Making clean vehicles less expensive
This two-part measure was aimed at reducing the purchase price of clean vehicles via a common nationwide procurement policy and the provision of subsidies.
Implementing sustainable mobility
Stockholm has political support for making its transport system even more environmentally friendly by substituting conventional vehicles with clean vehicles. One of the main objectives of this measure was to encourage vehicle manufacturers to produce clean vehicles and to make them available on the Swedish market. The common procurement of vehicles and the establishment of a network of companies using and promoting clean vehicles by means of a system of subsidies for part of the additional costs of a clean vehicle were two of the backbone tasks of this measure.
According to the original plan, two separate procurement procedures were to be carried out: one for biogas vehicles and one for electric hybrids.
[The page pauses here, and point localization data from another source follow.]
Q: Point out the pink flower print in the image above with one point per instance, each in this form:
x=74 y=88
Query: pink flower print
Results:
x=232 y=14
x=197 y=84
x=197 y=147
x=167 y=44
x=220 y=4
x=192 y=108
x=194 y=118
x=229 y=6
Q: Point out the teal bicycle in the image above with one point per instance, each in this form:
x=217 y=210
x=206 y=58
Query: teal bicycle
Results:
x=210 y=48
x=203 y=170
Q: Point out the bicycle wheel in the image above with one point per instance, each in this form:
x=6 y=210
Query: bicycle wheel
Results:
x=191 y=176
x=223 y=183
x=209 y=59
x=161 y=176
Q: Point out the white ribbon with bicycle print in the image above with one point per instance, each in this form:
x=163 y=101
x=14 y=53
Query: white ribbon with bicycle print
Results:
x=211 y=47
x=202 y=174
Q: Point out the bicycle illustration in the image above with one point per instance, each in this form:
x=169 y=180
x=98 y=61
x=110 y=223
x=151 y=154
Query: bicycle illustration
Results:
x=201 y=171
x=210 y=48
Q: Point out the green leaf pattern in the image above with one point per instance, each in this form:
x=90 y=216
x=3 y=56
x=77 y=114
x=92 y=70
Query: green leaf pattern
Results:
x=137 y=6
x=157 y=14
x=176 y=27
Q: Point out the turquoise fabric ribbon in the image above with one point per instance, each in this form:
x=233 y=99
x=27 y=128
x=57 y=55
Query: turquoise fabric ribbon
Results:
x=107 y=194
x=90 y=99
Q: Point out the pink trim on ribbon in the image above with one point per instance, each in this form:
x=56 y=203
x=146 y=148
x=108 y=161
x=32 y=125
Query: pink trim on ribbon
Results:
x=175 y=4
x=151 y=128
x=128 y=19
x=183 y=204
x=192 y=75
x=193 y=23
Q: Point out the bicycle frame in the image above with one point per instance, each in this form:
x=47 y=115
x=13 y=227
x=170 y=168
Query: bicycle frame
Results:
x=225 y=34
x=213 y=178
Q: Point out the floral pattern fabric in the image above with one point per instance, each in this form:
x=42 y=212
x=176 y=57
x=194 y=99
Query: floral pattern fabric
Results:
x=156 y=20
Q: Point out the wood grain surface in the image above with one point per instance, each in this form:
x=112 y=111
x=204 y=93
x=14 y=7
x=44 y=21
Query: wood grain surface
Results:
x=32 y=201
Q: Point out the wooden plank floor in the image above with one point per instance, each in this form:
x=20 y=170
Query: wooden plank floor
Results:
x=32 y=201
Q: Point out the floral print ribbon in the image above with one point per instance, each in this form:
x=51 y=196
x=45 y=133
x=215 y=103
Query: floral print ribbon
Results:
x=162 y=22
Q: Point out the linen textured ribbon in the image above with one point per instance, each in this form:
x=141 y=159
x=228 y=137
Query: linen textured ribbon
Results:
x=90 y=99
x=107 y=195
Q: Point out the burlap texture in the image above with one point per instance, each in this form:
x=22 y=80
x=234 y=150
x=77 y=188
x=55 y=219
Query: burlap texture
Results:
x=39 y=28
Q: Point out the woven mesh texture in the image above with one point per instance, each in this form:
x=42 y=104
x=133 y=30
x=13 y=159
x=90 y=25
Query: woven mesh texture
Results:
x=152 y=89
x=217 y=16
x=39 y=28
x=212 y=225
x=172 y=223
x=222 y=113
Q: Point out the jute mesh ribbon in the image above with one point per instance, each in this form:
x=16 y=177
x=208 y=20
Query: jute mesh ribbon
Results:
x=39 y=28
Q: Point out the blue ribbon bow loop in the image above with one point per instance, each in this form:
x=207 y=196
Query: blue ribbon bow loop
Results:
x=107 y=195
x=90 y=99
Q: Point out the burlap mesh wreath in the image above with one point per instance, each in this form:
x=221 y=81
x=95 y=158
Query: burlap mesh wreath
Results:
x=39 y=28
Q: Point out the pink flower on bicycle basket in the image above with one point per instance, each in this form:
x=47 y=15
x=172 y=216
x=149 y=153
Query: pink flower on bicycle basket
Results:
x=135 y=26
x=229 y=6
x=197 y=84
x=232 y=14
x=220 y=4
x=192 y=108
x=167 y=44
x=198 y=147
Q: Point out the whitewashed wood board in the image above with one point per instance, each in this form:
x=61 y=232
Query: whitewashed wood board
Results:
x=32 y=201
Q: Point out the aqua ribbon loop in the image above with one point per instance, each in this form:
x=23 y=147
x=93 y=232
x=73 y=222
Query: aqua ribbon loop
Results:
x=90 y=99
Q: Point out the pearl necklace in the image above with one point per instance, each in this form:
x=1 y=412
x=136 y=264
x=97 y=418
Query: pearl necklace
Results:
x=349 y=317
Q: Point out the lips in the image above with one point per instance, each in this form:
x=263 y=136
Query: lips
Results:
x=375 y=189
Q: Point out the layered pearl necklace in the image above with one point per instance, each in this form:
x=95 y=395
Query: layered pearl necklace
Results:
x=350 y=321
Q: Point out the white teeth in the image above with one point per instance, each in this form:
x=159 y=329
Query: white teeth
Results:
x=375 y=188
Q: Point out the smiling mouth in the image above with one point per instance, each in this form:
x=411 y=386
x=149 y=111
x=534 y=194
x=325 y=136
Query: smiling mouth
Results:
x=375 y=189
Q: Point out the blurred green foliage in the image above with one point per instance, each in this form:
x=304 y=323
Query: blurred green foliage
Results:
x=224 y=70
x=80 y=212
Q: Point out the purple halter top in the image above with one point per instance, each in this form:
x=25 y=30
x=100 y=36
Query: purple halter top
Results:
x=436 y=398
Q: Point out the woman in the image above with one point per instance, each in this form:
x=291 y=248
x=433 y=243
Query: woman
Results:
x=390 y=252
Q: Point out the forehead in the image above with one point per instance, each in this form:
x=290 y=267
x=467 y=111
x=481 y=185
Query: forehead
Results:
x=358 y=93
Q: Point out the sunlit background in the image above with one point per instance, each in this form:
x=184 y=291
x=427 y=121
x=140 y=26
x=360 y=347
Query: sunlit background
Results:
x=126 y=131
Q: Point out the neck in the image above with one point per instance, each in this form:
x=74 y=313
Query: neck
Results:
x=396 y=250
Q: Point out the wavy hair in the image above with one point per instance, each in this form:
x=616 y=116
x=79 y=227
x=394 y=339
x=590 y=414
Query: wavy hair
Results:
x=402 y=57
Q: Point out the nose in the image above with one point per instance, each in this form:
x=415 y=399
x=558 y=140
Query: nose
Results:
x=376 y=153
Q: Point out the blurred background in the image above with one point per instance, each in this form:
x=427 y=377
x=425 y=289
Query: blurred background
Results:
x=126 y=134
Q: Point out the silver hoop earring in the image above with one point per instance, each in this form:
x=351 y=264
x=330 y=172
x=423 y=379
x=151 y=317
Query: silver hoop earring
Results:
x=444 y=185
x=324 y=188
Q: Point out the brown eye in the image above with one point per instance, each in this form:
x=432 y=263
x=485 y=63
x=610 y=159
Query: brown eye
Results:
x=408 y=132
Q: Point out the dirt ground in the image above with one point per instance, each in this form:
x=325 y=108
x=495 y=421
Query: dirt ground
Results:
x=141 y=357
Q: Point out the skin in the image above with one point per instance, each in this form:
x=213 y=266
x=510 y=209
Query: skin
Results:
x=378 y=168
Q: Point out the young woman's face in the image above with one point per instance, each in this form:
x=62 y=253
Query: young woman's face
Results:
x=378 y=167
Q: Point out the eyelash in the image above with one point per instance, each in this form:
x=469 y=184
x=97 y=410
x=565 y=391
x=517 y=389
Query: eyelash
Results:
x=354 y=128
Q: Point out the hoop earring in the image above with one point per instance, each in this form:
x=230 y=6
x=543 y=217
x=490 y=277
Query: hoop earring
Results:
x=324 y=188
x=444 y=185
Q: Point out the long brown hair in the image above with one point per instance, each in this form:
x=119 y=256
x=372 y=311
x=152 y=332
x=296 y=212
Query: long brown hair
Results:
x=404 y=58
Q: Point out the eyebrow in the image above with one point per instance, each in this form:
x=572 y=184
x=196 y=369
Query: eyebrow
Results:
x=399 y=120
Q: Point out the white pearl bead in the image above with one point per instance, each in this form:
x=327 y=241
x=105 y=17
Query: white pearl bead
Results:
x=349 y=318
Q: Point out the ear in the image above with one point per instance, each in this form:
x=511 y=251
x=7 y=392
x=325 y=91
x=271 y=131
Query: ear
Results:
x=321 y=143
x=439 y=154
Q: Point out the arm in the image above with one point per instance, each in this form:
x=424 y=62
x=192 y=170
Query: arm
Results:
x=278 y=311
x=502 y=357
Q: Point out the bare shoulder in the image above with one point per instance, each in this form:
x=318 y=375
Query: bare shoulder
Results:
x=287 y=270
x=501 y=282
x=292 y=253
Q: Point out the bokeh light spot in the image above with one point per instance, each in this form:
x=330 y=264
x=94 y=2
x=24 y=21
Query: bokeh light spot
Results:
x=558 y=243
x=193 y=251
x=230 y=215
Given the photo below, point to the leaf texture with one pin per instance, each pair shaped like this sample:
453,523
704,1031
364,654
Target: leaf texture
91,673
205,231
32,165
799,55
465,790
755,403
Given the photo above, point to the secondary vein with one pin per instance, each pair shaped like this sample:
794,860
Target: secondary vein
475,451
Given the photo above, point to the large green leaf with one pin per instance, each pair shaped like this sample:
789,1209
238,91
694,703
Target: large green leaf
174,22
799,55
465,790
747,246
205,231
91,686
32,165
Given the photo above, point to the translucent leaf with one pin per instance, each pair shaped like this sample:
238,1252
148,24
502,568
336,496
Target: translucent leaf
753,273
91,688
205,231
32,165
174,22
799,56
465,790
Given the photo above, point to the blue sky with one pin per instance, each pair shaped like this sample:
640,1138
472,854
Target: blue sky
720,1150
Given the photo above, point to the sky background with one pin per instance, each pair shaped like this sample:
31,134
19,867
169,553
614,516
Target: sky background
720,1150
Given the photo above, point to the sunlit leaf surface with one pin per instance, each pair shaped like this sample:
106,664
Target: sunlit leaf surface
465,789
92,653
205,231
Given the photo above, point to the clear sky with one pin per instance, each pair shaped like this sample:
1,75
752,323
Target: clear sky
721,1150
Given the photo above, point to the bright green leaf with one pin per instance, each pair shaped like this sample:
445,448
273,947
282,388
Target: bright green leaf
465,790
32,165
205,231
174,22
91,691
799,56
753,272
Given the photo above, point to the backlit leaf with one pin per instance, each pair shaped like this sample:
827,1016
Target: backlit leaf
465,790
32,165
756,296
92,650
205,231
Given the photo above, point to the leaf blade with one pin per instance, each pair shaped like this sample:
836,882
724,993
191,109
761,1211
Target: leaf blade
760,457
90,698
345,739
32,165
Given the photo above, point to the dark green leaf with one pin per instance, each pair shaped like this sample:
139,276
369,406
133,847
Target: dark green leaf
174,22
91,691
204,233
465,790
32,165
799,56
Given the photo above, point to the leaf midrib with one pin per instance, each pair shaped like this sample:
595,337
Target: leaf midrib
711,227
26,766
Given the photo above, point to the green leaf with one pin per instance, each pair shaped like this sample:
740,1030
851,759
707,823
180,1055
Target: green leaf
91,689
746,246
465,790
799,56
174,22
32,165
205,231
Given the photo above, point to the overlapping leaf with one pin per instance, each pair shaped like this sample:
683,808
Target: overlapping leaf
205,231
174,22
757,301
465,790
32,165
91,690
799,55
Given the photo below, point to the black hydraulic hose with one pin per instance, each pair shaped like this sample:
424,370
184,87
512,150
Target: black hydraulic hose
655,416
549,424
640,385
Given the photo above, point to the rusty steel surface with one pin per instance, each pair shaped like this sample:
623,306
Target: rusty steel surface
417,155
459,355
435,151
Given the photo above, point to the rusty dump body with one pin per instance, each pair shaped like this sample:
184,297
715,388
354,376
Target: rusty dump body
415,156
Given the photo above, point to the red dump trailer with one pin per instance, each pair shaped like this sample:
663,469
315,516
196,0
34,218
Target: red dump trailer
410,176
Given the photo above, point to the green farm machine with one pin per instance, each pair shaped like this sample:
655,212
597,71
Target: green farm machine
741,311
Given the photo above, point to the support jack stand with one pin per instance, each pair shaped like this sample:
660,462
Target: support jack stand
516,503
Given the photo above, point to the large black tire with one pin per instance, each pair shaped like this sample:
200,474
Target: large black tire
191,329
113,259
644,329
For practical reasons it was decided to coordinate the two procurement procedures. First, a market survey of approximately 10,000 enterprises and public institutions throughout Sweden was conducted in order to find out which vehicles could be provided by car dealers in Sweden.
The result was promising and a nationwide PR campaign was planned and carried out. The procurement team arranged meetings at 36 different locations throughout Sweden during the periods March to April and August to September 2002. Information materials on clean vehicles and fuels were produced and distributed at the meetings. The goal was to inform potential buyers about the market for clean vehicles and fuels and to assess their interest in taking part in a common procurement procedure. It became obvious that there was great interest in common procurement.
More than 50 municipalities and some 30 companies formed a buyer consortium. Kommentus, a procurement company owned by the municipalities in Sweden, undertook the procurement process. As a result, all the participating members of the consortium were offered better or much better prices.
The contract ran until the end of 2006. A study was also undertaken regarding the procurement of ethanol vehicles, including vehicle manufacturers and potential buyers. At the time of implementation, there was only one ethanol vehicle available on the Swedish market although the number of fuelling stations was relatively high (100 in Sweden, 15 of them in Stockholm). Since Swedish production of ethanol was increasing, it was essential to introduce a range of ethanol vehicles onto the market: without them, existing investments in fuelling stations and production plants would be wasted.
In a second step, a tool for disseminating information about clean vehicles was established in cooperation with the environmental manager at Swedish Television. Members of the so-called Network of Clean Drivers are companies in Stockholm that have at least one clean vehicle. They act as a strong body to increase the infrastructure for alternative fuels. A press conference was arranged at which the director of Swedish Television and four managers signed an agreement to join the Trendsetter project and the Clean Vehicle Network, committing them to purchase at least one clean vehicle. Members also undertook to spread knowledge about clean vehicles through clearly visible stickers and to collect and report data on maintenance costs and fuel consumption. Such data are essential for the further promotion of clean vehicles.
Through the Network of Clean Drivers, a total of 206 clean vehicles were introduced. The most popular models were the Toyota Prius (151 cars), Volvo Bi-Fuel (33 cars) and Mercedes Sprinter (five vans). The remaining 17 vehicles were various biogas cars and vans and one electric lorry.
The provision of subsidies to cover part of the additional cost of clean vehicles was an effective way of spreading the concept of clean vehicles. The press release on the Trendsetter subsidy available to companies in Stockholm created some 15 news articles during a period of six months, a very successful result according to PR experts. Hundreds of phone calls were also generated, giving the opportunity to provide tailor-made advice on clean vehicles to potential buyers.
Small companies were generally easier to reach than large fleet owners. This was due to the fact that the economic benefit of the subsidy was more important for small companies than for large fleet owners, such as taxi companies, that can normally obtain fairly low prices when buying large quantities. A subsidy is therefore an effective way to spread the use of clean vehicles to many different users, although large transport companies are difficult to reach via subsidies alone and other incentives, such as environmental requirements in public procurement, are necessary.
The technical evaluation of the vehicles operating within the framework of this measure shows that costs for maintenance and fuel are about the same for clean vehicles as for vehicles running on petrol or diesel.
The number of clean vehicles increased in private companies and among the general public due to a combination of lowered prices and subsidies. As a result of the measure, the share of energy from alternative fuels rose by 4,630 Tj per year and fossil-fuel carbon dioxide emissions fell by 430 tonnes per year and 100 g per vehicle kilometre per year.